The below is a conversational summary, hence the reading pretty awfully and also the being pretentious as hell - I apologize for both. I'd still like to know the answer though.

Henry A. (Gregory Henry), Tuesday, 29 July 2003 00:07 (twenty-two years ago)

G: For instance, one of the groups I'm really into at the moment are called Busted. They're completely open about being manufactured, and yet they play the instruments associated with "authentic" rock music and claim to hate manufactured bands. And their very (manufactured, selected) name openly points to, revels in the contradiction.

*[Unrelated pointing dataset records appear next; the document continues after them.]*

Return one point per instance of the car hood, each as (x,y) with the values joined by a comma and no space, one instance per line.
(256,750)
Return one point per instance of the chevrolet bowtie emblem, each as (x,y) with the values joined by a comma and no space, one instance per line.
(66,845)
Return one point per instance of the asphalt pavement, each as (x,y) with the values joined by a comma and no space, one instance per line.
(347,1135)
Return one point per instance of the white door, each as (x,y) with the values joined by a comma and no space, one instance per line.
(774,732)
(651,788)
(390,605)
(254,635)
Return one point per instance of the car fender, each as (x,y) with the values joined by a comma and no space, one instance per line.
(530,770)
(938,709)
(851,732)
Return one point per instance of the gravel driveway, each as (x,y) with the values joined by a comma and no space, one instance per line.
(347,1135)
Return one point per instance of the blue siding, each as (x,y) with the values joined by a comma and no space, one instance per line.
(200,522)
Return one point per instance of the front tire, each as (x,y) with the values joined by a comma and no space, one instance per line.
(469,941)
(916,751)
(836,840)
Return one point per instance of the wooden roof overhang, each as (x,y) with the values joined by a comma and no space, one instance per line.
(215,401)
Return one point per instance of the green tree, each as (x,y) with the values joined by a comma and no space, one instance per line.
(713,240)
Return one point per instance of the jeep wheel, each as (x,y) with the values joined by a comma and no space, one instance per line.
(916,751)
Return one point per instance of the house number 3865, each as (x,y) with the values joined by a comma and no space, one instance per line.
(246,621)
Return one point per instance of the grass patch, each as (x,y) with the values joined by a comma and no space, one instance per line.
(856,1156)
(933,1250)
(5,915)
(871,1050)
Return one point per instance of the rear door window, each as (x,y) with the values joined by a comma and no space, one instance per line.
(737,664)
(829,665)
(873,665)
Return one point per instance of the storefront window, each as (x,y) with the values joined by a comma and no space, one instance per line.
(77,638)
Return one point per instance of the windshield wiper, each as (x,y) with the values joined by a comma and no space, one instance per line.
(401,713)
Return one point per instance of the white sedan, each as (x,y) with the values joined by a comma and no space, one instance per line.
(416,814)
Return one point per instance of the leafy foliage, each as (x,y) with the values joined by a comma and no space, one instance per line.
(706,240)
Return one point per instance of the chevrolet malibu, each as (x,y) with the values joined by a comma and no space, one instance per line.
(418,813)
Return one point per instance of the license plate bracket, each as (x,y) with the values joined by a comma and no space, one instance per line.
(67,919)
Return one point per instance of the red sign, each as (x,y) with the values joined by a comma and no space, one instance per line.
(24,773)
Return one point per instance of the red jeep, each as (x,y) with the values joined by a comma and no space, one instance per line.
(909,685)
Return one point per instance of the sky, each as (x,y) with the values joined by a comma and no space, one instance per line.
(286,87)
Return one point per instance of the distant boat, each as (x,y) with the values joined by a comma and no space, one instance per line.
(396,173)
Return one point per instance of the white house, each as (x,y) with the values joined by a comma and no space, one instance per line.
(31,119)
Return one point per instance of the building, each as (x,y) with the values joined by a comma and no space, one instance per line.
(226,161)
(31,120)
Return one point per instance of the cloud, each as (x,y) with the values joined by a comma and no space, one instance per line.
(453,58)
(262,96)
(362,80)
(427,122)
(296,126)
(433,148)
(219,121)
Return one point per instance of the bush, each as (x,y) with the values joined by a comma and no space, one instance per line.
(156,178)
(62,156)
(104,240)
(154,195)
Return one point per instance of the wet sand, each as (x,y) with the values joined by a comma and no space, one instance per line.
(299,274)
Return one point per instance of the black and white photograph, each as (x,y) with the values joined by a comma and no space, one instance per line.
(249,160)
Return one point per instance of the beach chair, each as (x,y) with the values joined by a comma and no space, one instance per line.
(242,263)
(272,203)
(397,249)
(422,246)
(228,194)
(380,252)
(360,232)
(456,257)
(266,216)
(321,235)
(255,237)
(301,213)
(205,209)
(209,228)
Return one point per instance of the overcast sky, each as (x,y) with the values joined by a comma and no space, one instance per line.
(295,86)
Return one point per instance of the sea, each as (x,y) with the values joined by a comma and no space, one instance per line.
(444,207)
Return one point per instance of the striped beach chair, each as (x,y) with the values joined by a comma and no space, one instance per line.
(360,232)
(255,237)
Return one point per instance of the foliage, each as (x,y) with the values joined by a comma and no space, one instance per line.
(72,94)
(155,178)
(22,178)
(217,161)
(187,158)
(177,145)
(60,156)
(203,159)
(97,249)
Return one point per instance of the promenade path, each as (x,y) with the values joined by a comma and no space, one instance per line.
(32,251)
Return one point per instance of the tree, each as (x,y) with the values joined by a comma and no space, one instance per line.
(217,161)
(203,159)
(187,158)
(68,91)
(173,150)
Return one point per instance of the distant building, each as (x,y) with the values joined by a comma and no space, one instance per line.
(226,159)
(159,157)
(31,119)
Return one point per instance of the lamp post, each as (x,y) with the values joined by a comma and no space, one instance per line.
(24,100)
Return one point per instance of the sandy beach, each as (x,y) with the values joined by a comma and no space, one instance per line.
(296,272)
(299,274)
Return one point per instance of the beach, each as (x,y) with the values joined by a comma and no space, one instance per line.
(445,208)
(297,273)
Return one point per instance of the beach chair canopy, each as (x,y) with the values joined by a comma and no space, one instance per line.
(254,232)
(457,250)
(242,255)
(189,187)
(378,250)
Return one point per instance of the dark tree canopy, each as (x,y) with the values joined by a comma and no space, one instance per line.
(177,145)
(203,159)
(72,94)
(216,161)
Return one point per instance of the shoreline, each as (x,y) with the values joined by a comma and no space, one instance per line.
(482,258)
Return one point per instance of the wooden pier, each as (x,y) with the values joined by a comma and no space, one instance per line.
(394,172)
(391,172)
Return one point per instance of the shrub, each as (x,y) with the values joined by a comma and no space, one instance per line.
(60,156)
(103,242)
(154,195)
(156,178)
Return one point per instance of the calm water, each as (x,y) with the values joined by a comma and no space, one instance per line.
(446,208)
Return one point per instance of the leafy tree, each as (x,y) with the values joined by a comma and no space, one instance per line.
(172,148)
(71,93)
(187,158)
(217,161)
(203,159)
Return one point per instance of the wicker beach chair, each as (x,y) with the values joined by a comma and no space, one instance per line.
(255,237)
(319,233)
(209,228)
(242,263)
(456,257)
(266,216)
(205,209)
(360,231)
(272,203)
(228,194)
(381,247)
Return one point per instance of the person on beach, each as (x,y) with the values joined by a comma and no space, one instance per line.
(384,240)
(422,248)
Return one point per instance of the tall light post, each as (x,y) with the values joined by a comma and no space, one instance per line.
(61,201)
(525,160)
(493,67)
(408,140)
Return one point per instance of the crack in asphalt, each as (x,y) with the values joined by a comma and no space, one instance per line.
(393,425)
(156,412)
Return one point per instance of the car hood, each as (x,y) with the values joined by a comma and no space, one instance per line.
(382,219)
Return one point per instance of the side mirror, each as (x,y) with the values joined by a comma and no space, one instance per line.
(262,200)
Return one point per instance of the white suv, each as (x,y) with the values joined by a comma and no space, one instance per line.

D: But why is that exciting? It seems like all that's going on there is pop disappearing up itself, and that entirely at the instigation of the market...

G: I think what I find so exciting is the collapse of the expectation of coherence in the song-as-work-of-art (this is what I always take the term rockist to mean, completely wrongly). Like, when you read, say, Chaucer, you're not sure if he added certain bits because they were important to the furtherance of an ultimate effect, or because, "hey, a song is better than no song, so what are you complaining about?". Whereas when you read, y'know, Henry James, you are. And when I listen to the tATu album, which starts out as this awesome incestuous-underaged-lesbians-on-the-run-from-the-law-RAWKMUSICAL, and then completely sabotages itself with ballads and needless Eurodisco remixes that seem to serve /no/ purpose, what's powering that, via the market or not, is an aesthetic that to a rockist like me is strange and alien and new.

D: But why do you want that? Isn't that totally negative?

G: No! It seems like it could be utterly the opposite, it could create a generation of listeners who are free to pick and choose from whatever is beautiful wherever they find it, who could just listen and appreciate sincerely the quality of one chord change from one White Stripes song, then one vocal from a reggae track etc etc, all without having to buy into the whole product, the artist-as-brand or genre-as-brand or any of that rubbish....

D: I think what I hadn't realised is just how utterly, comprehensively pessimistic your generation really is - you've completely lost hope in creating something that can be communicated without capitalism having vichified it to its very marrow, so all that's left is to be a kind of pirate, sifting through the rubble... everything Debord predicted in 'La société du spectacle' has come true. No wonder he killed himself.

So! Wise and Erudite ILE! Is he right? Should I read Debord? Should he read Heat and I Love Pop? Are we both missing a much wider point about pomo suspicion of all metanarratives, whether in politics or the novel or the song? How wanky was this? Answer me!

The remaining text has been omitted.